The Commission found that Helm had a “pool of employees that worked for him,” and that simply because they did not all work every time the mill operated, it did not mean that they should not be counted as his employees. By the same token, the fact that all of the people referred to by the Commission may have at one time or another worked for Helm does not establish them as employees. The evidence about Watkins, Jennewein, Gerald Colbert, John Colbert, Ronnie Calhoun and Greg Ponder was at most, general in nature. It merely indicated that these people had worked an unspecified number of times over an unspecified period of time, as “fill ins.” Although the Commission said that “[a]ll of the witnesses testified that John Colbert, Gerald Colbert, and Dennis Jennewein were working for the *891employer immediately prior to [Breeze’s] accident,” we believe that statement mis-characterizes the record. Our review of the record indicates that there was no evidence indicating when or how many times any of these three, as well as Greg Ponder and Dennis Calhoun, worked for Helm. To say that any of these people, under this evidence, can be characterized as employees of Helm is a misapplication of the law.

The Commission correctly noted that, as indicated in Metcalf, “[t]he General Assembly apparently intended the requirement that an employee must be employed for at least 5½ consecutive days to exclude temporary employees - those who were employed for only five days or less, terminated, and then rehired at a later time for another five days or less.” 946 S.W.2d at 285. There was no evidence from which the Commission could have concluded that any of the persons in question were employed by Helm (in the service of Helm under any contract of hire as per § 287.020.1) for five and one-half consecutive days.

The Commission also found that “[i]n this case, there was no evidence that any of the individuals in the pool were employed for 5 and ⅜ days or less and were temporary employees.” This is also a misapplication of the law in that it appears to place the burden on the employer to show that the people he had sometimes called on to work had not been employed for the requisite time. Breeze had the burden of proof concerning the necessary elements of his claim, including proof that Helm was an “employer” subject to the provisions of the Act. Brown v. City of St. Louis, 842 S.W.2d 163, 166 (Mo.App. E.D.1992).
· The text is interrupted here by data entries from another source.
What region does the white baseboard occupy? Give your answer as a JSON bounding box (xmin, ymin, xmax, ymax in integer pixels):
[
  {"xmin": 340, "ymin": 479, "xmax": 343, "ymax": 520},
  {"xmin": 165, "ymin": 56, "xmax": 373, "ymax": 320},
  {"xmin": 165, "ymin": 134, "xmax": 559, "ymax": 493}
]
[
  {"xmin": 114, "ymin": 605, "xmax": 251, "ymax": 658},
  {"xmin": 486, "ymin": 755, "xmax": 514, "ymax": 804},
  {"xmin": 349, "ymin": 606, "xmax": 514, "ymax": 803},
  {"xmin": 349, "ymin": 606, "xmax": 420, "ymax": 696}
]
There was no evidence to support the Commission’s conclusion that he was.

Under the evidence in the record here, the Commission’s finding that Helm was an “employer” subject to the Act was a misapplication of the law. We reverse the award of the Commission and remand to the Commission for entry of an award consistent with this opinion.

MONTGOMERY, P.J., and BARNEY, J., concur.

. All references to statutes are to RSMo Cum. Supp.1990, unless otherwise indicated.

. Section 287.030.1(3) provides that any employer must have five or more employees to be deemed an employer for the purposes of the Act.

. The version of § 287.090 in effect in 1990 when Breeze’s accident occurred.